# minimal $L^2$ norm with $L^1$ norm fixed to one [closed]

maybe this is a stupid question, but I dare it anyway: Let $\Omega$ be some bounded domain in ${\mathbb R}^n$. Then under all $L^1(\Omega)$ functions $f$ of fixed $L^1$-norm one, the constant function $\frac 1 {|\Omega|} 1_{\Omega}$ minimises the $L^2(\Omega)$ norm, as a quick Cauchy-Schwarz argument shows.

Question: Is this the only minimizing function or are there others?

-

## closed as too localized by Yemon Choi, quid, Willie Wong, Bill Johnson, Ryan BudneyAug 17 '11 at 16:46

This question is unlikely to help any future visitors; it is only relevant to a small geographic area, a specific moment in time, or an extraordinarily narrow situation that is not generally applicable to the worldwide audience of the internet.

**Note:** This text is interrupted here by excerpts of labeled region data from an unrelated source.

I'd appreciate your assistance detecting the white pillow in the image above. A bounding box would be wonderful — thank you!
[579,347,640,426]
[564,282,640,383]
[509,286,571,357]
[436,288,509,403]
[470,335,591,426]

For help making this question more broadly applicable, visit the help center.If this question can be reworded to fit the rules in the help center, please edit the question.

The proof of the Cauchy-Schwarz theorem tells you precisely when equality can occur... which should be enough to answer your question. I wouldn't say it's stupid, but unless I've missed something it is not really appropriate for MO, and would have belonged better on math.stackexchange.com – Yemon Choi Aug 17 '11 at 10:14

There are lots of others -- think of the function equal to $1/|\Omega|$ on one half of $\Omega$, and to $-1/|\Omega|$ on the other half. However if you restrict to non-negative functions then it is the only minimizer, as the equality case in Cauchy-Schwarz shows.